What is the equation of the line normal to the curve 𝑦 equals a third 𝑥 cubed minus four 𝑥 squared plus three 𝑥 minus four at 𝑥 equals zero?

Before we start answering the question, let’s quickly recall the definition of the line normal to a curve at a particular point. Suppose we are given a curve 𝑦 equals 𝑓 of 𝑥 and a point 𝑥 one, 𝑦 one that lies on it. Then, the line normal to the curve 𝑦 at the point 𝑥 one, 𝑦 one is the line passing through the point 𝑥 one, 𝑦 one, which is perpendicular, i.e. 90 degrees, to the tangent to the curve 𝑦 at the point 𝑥 one, 𝑦 one.

Recall that if 𝑚 T is the gradient of the tangent and 𝑚 N is the gradient of the normal, then 𝑚 T multiplied by 𝑚 N equals negative one. In other words, the gradient of the normal is equal to negative one over the gradient of the tangent. Let’s use this information to answer the question.

We are asked to find the equation of a particular line. So, let’s recall the general equation of a line. The general equation of a line 𝑙 is 𝑦 minus 𝑦 one equals 𝑚 times 𝑥 minus 𝑥 one, where 𝑥 one, 𝑦 one is a point that lies on 𝑙 and 𝑚 is the gradient of 𝑙. So, the equation of the line normal to the given curve at the given point is 𝑦 minus 𝑦 one equals 𝑚 N multiplied by 𝑥 minus 𝑥 one, where 𝑥 one, 𝑦 one is a point that lies on the normal and 𝑚 N is the gradient of the normal.

We want to find the equation of the line normal to the given curve at the point 𝑥 equals zero. So by definition, the line passes through the point whose 𝑥-coordinate is equal to zero and 𝑦-coordinate is equal to the curve evaluated at 𝑥 equals zero. Substituting 𝑥 equals zero into the equation for the given curve gives us a 𝑦-value of negative four. Hence, the point zero, negative four lies on the normal line in question. Substituting this into the general equation for the normal line, we obtain 𝑦 plus four equals 𝑚 N times by 𝑥, where 𝑚 N is the gradient of the normal line.

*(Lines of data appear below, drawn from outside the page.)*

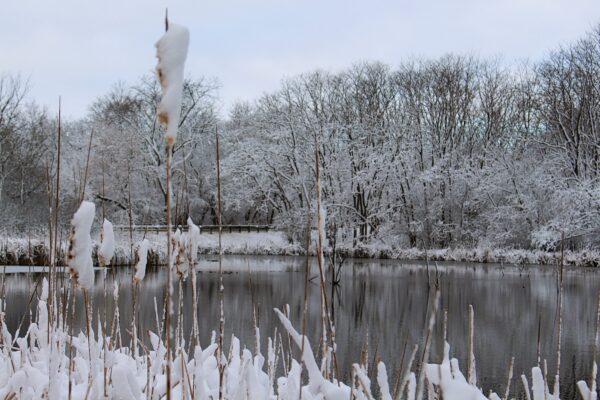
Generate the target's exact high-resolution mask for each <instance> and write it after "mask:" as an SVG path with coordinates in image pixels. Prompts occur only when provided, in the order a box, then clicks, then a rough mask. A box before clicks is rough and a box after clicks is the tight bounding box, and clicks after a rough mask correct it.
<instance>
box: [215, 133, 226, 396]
mask: <svg viewBox="0 0 600 400" xmlns="http://www.w3.org/2000/svg"><path fill="white" fill-rule="evenodd" d="M215 151H216V153H217V154H216V158H217V223H218V225H219V305H220V318H219V344H218V360H217V365H218V366H219V400H222V399H223V396H224V394H225V393H224V390H223V383H224V378H225V365H224V364H223V360H222V359H223V339H224V336H225V315H224V312H223V294H224V293H223V291H224V290H225V288H224V286H223V242H222V239H223V238H222V236H223V224H222V219H221V154H220V153H221V149H220V146H219V130H218V128H217V127H215Z"/></svg>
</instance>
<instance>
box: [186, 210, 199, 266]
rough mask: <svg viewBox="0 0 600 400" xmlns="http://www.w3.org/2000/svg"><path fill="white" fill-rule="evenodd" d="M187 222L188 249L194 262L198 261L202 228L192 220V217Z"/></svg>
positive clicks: (189, 252)
mask: <svg viewBox="0 0 600 400" xmlns="http://www.w3.org/2000/svg"><path fill="white" fill-rule="evenodd" d="M187 223H188V246H189V249H188V251H189V255H190V257H191V259H190V261H191V264H193V262H194V261H196V256H197V255H198V246H200V228H198V226H197V225H195V224H194V221H192V219H191V218H190V217H188V220H187Z"/></svg>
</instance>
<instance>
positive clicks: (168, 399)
mask: <svg viewBox="0 0 600 400" xmlns="http://www.w3.org/2000/svg"><path fill="white" fill-rule="evenodd" d="M172 158H173V147H172V145H170V144H169V143H168V142H167V166H166V167H167V200H166V201H167V260H168V261H167V270H168V271H167V290H166V297H167V313H166V314H167V315H166V318H165V325H166V340H165V345H166V347H167V400H170V399H171V336H172V335H171V334H172V332H171V315H172V313H173V299H172V296H173V283H172V279H173V277H172V273H173V254H172V252H173V249H172V248H171V236H172V232H171V161H172Z"/></svg>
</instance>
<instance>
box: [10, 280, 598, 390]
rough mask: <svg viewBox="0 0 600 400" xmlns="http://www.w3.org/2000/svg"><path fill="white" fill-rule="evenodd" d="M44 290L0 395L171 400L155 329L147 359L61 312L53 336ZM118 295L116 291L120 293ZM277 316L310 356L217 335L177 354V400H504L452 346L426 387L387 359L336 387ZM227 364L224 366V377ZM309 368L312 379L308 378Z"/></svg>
mask: <svg viewBox="0 0 600 400" xmlns="http://www.w3.org/2000/svg"><path fill="white" fill-rule="evenodd" d="M42 286H43V288H44V289H43V290H42V291H41V295H40V297H39V299H38V301H37V313H36V318H35V322H32V323H31V324H30V326H29V328H28V330H27V337H24V338H18V337H13V336H12V335H11V334H10V333H9V332H8V330H7V329H6V325H5V324H2V329H1V331H0V335H1V338H2V345H1V346H0V350H1V351H0V398H6V399H13V398H18V399H24V400H28V399H41V398H53V399H54V398H55V399H59V398H60V399H63V398H70V399H74V400H75V399H106V398H111V399H122V400H139V399H161V398H165V395H166V392H167V387H166V382H167V375H166V374H167V372H166V368H165V366H166V359H165V357H166V355H167V349H166V348H165V344H164V343H165V341H164V339H163V338H161V337H159V336H157V335H156V334H154V333H153V332H150V331H149V332H148V335H149V336H150V345H149V346H148V347H143V354H141V355H138V353H139V351H138V350H139V349H132V348H131V347H128V346H127V345H120V344H118V343H119V342H118V340H117V338H116V337H111V336H110V335H104V334H103V332H104V330H103V329H101V326H100V325H99V326H98V329H97V331H96V332H94V331H93V329H90V334H84V333H83V332H79V333H75V335H71V334H69V333H68V328H67V327H66V326H65V325H63V323H62V322H64V321H63V320H62V316H61V315H60V314H58V315H59V322H60V323H58V324H55V326H53V327H52V328H51V329H50V330H49V329H48V327H49V326H51V325H50V324H49V315H48V305H47V300H48V289H47V286H48V285H47V282H46V281H45V279H44V282H43V285H42ZM117 295H118V289H115V296H117ZM117 313H118V311H117ZM275 314H276V315H277V316H278V317H279V320H280V322H281V324H282V327H283V329H284V330H285V331H287V333H288V334H289V337H290V342H289V343H288V345H290V346H291V343H292V341H293V343H295V345H296V346H297V350H301V351H303V352H302V354H303V357H302V359H294V358H292V357H291V353H289V351H291V348H289V349H287V350H286V346H284V343H283V342H282V338H281V336H280V337H279V341H278V338H277V337H275V339H274V340H272V339H269V340H268V346H267V349H266V350H267V357H266V358H265V356H263V354H262V353H261V349H260V347H258V348H256V349H255V350H254V351H255V354H252V352H251V351H250V350H249V349H242V348H241V346H240V342H239V340H238V339H237V338H235V337H233V338H232V343H231V346H230V347H229V349H223V356H222V357H219V351H218V344H217V342H216V340H215V339H216V335H215V334H213V336H212V340H211V343H210V344H209V345H208V346H207V347H205V348H201V347H200V346H198V345H196V346H193V347H192V348H190V351H189V352H187V351H186V347H185V344H184V345H183V346H181V347H178V348H176V349H175V351H174V352H173V354H174V359H173V360H172V365H173V369H172V370H171V385H172V387H171V398H175V399H191V398H194V399H211V398H212V399H216V398H223V399H235V400H238V399H239V400H242V399H254V400H261V399H267V400H275V399H278V400H286V399H293V400H296V399H298V398H303V399H307V400H311V399H331V400H338V399H339V400H346V399H349V398H353V399H357V400H366V399H373V398H375V397H376V396H374V395H373V393H378V394H379V396H378V398H381V399H385V400H390V399H392V398H397V399H405V400H416V399H421V398H422V395H424V396H425V398H428V399H439V398H443V399H444V400H470V399H472V400H485V399H489V400H498V399H500V397H499V396H498V395H497V394H495V393H490V394H489V397H486V396H485V395H484V394H483V393H482V392H481V389H479V388H478V387H477V386H476V384H475V383H469V382H468V380H467V379H465V377H464V375H463V374H462V373H461V371H460V368H459V365H458V361H457V360H456V359H454V358H453V359H450V346H449V345H448V344H447V343H446V345H445V351H444V358H443V360H442V362H441V363H440V364H427V365H426V368H425V369H424V370H423V371H422V373H423V374H424V375H421V373H419V375H418V382H421V383H423V382H424V384H422V385H416V382H417V373H416V372H410V371H408V373H405V374H404V376H403V378H402V380H401V381H398V382H397V383H396V384H394V382H393V381H390V380H389V374H388V373H387V370H386V367H385V364H384V363H382V362H378V363H377V368H376V371H377V372H376V379H375V380H374V381H373V382H371V380H370V378H369V372H368V371H369V368H368V367H369V366H368V365H364V364H358V363H357V364H353V378H352V379H351V380H350V381H348V382H341V381H338V380H336V379H335V378H334V377H331V376H328V371H329V372H331V371H333V369H332V365H331V359H330V358H328V359H327V360H328V361H325V362H322V363H319V362H318V361H317V359H316V355H315V354H314V353H313V347H311V344H310V342H309V340H308V338H307V337H306V336H304V335H301V334H300V333H299V332H298V331H297V330H296V329H295V328H294V327H293V326H292V323H291V322H290V320H289V318H288V317H286V315H284V314H283V313H281V312H280V311H279V310H275ZM0 318H2V315H0ZM117 321H118V319H117ZM113 322H114V320H113ZM117 323H118V322H117ZM257 335H259V332H258V329H257ZM7 344H12V345H7ZM317 347H318V346H317ZM286 351H287V352H288V353H287V354H286ZM286 357H288V361H289V365H290V368H289V369H288V368H283V371H281V372H279V371H280V370H279V369H278V362H279V360H285V359H286ZM219 364H221V365H222V370H223V375H222V378H221V377H220V375H219V370H220V368H218V366H219ZM303 369H305V370H306V374H305V376H304V377H305V379H306V378H307V380H303V378H302V370H303ZM531 378H532V379H531V381H532V386H531V390H530V388H529V385H528V384H527V383H526V382H527V379H526V377H525V375H523V376H522V381H523V382H524V390H525V391H526V392H527V398H530V399H532V400H542V399H556V400H558V396H557V395H551V394H550V391H549V389H548V385H547V381H546V379H545V378H544V376H543V375H542V373H541V370H540V368H538V367H534V368H533V369H532V370H531ZM398 384H400V386H398ZM578 385H579V389H580V391H581V393H582V394H588V395H589V393H590V390H589V389H588V388H587V385H586V383H585V382H583V381H582V382H579V384H578ZM391 388H394V389H392V390H391ZM220 393H222V396H220ZM440 395H441V397H439V396H440ZM392 396H393V397H392Z"/></svg>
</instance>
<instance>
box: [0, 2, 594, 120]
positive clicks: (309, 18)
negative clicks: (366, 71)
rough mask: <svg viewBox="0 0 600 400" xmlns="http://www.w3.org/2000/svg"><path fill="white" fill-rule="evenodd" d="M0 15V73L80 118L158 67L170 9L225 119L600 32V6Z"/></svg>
mask: <svg viewBox="0 0 600 400" xmlns="http://www.w3.org/2000/svg"><path fill="white" fill-rule="evenodd" d="M4 3H5V4H3V5H2V11H1V14H0V54H1V56H0V73H20V74H21V75H22V76H24V77H29V78H30V82H31V91H30V97H31V98H34V99H35V100H36V101H37V102H38V103H40V104H43V105H45V106H47V107H48V109H49V110H50V111H51V112H55V110H56V108H57V107H56V103H57V98H58V96H59V95H62V98H63V106H64V112H65V114H66V115H68V116H72V117H81V116H83V115H84V114H85V112H86V110H87V108H88V106H89V105H90V103H91V102H92V101H93V100H94V99H95V98H96V97H98V96H100V95H102V94H105V93H106V92H107V91H108V90H109V89H110V87H111V86H112V85H114V84H115V83H116V82H118V81H123V82H126V83H134V82H135V81H136V80H137V78H138V77H139V76H141V75H142V74H144V73H146V72H148V71H151V70H152V69H153V67H154V65H155V64H156V59H155V57H154V55H155V52H154V43H155V41H156V40H157V39H158V38H159V37H160V35H161V34H162V32H163V29H164V25H163V17H164V10H165V7H168V8H169V16H170V17H171V19H172V20H173V21H174V22H177V23H180V24H183V25H185V26H187V27H188V28H189V29H190V34H191V43H190V52H189V56H188V62H187V66H186V71H187V74H188V75H190V76H196V77H198V76H202V75H204V76H208V77H214V78H217V79H218V80H219V82H220V84H221V88H220V90H219V96H220V98H221V104H222V105H221V111H222V113H223V114H225V113H226V112H227V110H228V108H229V106H230V105H231V104H232V103H233V102H235V101H236V100H251V99H254V98H256V97H257V96H259V95H260V94H262V93H263V92H265V91H266V92H268V91H271V90H274V89H276V88H277V87H278V85H279V82H280V81H281V79H282V78H284V77H286V76H293V75H296V74H299V73H302V72H307V71H310V70H314V69H316V68H321V69H328V70H333V71H337V70H340V69H342V68H345V67H347V66H350V65H351V64H352V63H355V62H358V61H372V60H377V61H382V62H385V63H387V64H390V65H392V66H393V65H396V64H398V63H400V62H401V61H402V60H405V59H407V58H410V57H413V56H419V57H437V56H440V55H443V54H446V53H450V52H452V53H461V54H474V55H480V56H483V57H488V56H490V57H496V56H502V57H503V59H504V60H506V61H509V62H511V61H516V60H521V59H530V60H535V59H539V58H540V57H543V56H544V55H545V54H547V53H548V52H549V51H550V50H552V49H556V48H557V47H558V46H560V45H568V44H569V43H572V42H573V41H575V40H577V39H578V38H580V37H582V36H583V35H584V34H585V33H586V32H587V31H589V30H590V29H592V28H593V27H594V26H596V24H598V23H600V1H599V0H454V1H444V0H420V1H417V0H413V1H408V0H396V1H393V0H368V1H367V0H364V1H354V0H329V1H327V0H322V1H316V0H257V1H251V0H246V1H243V0H220V1H216V0H205V1H154V0H147V1H129V0H120V1H115V0H103V1H86V0H67V1H60V0H56V1H48V0H18V1H6V2H4Z"/></svg>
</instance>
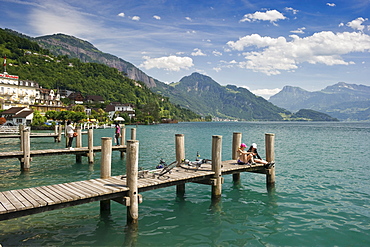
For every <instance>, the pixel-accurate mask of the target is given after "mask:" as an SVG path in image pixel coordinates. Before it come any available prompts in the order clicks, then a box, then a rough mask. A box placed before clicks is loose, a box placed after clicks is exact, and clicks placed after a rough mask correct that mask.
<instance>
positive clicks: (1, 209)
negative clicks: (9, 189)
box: [0, 202, 7, 214]
mask: <svg viewBox="0 0 370 247" xmlns="http://www.w3.org/2000/svg"><path fill="white" fill-rule="evenodd" d="M6 211H7V210H6V208H5V207H4V206H3V204H1V202H0V214H3V213H6Z"/></svg>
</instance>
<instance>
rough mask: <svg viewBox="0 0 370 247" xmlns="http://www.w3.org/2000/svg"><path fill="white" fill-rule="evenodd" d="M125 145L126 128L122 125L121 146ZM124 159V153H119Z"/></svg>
mask: <svg viewBox="0 0 370 247" xmlns="http://www.w3.org/2000/svg"><path fill="white" fill-rule="evenodd" d="M125 144H126V127H125V125H124V124H122V125H121V145H125ZM124 157H125V152H123V151H121V158H124Z"/></svg>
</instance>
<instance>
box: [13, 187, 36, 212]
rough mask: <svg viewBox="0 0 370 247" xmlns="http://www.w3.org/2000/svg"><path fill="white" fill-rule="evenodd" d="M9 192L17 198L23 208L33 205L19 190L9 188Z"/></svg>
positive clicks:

Let’s now find the gradient of the normal line. We know that the gradient of the line normal to the given curve at the given point is equal to negative one over the gradient of the tangent to the given curve at the given point. The gradient of the tangent to the given curve at 𝑥 equals zero is given by d𝑦 by d𝑥, evaluated at 𝑥 equals zero.

Since the curve 𝑦 is a sum of terms of the form 𝑎𝑥 to the power of 𝑛, where 𝑎 and 𝑛 are constants. And since the derivative of a sum of terms is the sum of the derivatives of the terms. We will find d𝑦 by d𝑥 by differentiating each term in 𝑦 using the formula where we multiply the coefficient 𝑎 by the exponent 𝑛 and reduce the exponent by one. Doing so, we obtain that d𝑦 by d𝑥 equals a third times by three times by 𝑥 squared minus four times two times by 𝑥 to the power of one plus three times one times by 𝑥 to the power of zero plus zero.

Recall that the derivative of a constant is zero, and so the constant term, negative four, in 𝑦 differentiates to zero. Simplifying, we obtain that d𝑦 by d𝑥 equals 𝑥 squared minus eight 𝑥 plus three. Evaluating d𝑦 by d𝑥 at 𝑥 equals zero, we obtain the value three. And so, the gradient of the tangent to the curve at 𝑥 equals zero is equal to three. Substituting this into our equation for the normal line, we obtain that the equation for the normal line is 𝑦 plus four equals negative one over three multiplied by 𝑥.

Rearranging this equation by subtracting four from each side, we obtain 𝑦 equals negative one over three multiplied by 𝑥 minus four. So, our final answer is that the equation of the line normal to the given curve at the point 𝑥 equals zero is 𝑦 equals negative one over three multiplied by 𝑥 minus four.